Nicht schnell genug kann und darf es gehen, um für 32 Prozent aller Kinder zwischen einem und drei Jahren einen Platz in einer Kita bereit zu stellen. Ob das überhaupt reicht, wenn 2013 und somit in gut einem Jahr der Rechtsanspruch auf den Krippenplatz greift, bezweifeln Experten bereits jetzt.

Die Finanzierung dieses ehrgeizigen Vorhabens ist allerdings extrem schwierig. In vielen Kommunen vollzieht sich der Ausbau zu Lasten der drei- bis sechsjährigen Kindergartenkinder. Plätze werden irgendwie auf die Schnelle geschaffen - mit einem Wickeltisch, einer Schlafgelegenheit und einer sogenannten Teilzeit-Ergänzungskraft.
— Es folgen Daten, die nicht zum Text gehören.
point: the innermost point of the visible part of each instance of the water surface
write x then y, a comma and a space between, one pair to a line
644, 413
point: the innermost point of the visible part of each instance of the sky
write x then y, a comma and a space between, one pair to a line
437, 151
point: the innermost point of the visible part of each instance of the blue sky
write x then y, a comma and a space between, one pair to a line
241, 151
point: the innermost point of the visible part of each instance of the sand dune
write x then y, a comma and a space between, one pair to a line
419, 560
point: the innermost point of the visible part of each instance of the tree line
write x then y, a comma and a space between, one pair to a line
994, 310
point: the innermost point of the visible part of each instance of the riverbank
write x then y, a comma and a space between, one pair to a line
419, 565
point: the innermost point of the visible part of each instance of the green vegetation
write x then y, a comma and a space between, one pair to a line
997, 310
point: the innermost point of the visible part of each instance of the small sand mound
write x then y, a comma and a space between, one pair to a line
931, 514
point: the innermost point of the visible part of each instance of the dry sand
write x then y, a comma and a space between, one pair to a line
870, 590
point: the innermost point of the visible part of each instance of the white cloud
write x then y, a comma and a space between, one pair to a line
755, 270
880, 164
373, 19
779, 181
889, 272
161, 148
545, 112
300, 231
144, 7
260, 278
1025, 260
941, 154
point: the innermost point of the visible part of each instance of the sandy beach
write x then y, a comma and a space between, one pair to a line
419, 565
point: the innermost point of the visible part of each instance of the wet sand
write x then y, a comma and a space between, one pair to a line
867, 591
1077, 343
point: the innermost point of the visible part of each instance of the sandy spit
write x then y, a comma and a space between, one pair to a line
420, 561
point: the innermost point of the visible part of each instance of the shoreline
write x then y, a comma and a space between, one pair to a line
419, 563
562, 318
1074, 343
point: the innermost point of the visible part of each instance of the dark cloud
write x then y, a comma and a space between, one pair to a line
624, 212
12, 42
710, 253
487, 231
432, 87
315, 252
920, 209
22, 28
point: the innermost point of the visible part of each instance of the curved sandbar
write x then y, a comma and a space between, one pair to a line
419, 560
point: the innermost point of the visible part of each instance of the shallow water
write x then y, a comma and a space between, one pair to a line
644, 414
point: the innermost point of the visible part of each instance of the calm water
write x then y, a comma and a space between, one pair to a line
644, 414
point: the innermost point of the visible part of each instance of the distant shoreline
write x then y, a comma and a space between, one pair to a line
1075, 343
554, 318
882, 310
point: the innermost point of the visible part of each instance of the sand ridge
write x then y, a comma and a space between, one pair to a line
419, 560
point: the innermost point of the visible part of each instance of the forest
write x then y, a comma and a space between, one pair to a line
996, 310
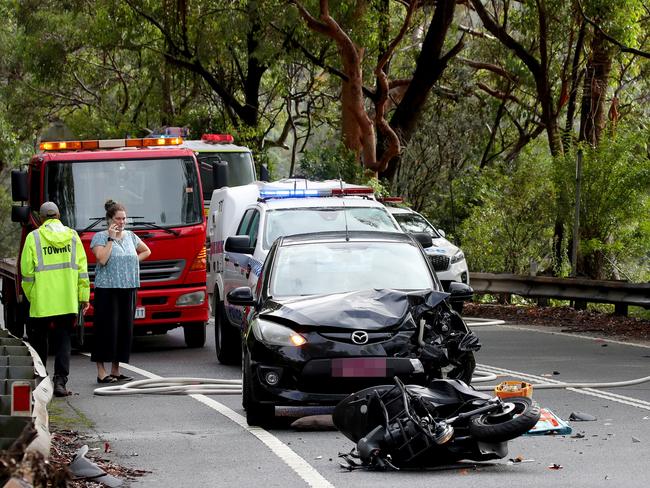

Doch auch der Ausbau mit diesem halbherzigen Qualitätsanspruch kostet Bund, Land, freie Träger und Kommunen Unsummen.

Der Kita-Ausbau ist eine gesamtgesellschaftliche Aufgabe. Gerade die Kirchen müssten diesem Projekt aufgrund ihrer großen Verantwortung Vorrang vor anderen Vorhaben einräumen. Die Drohung jedenfalls, ausgerechnet Hunderte von Kitas schließen zu wollen und aus dem Ausbauprogramm auszusteigen, macht misstrauisch und wirkt wie ein politischer Erpressungsversuch.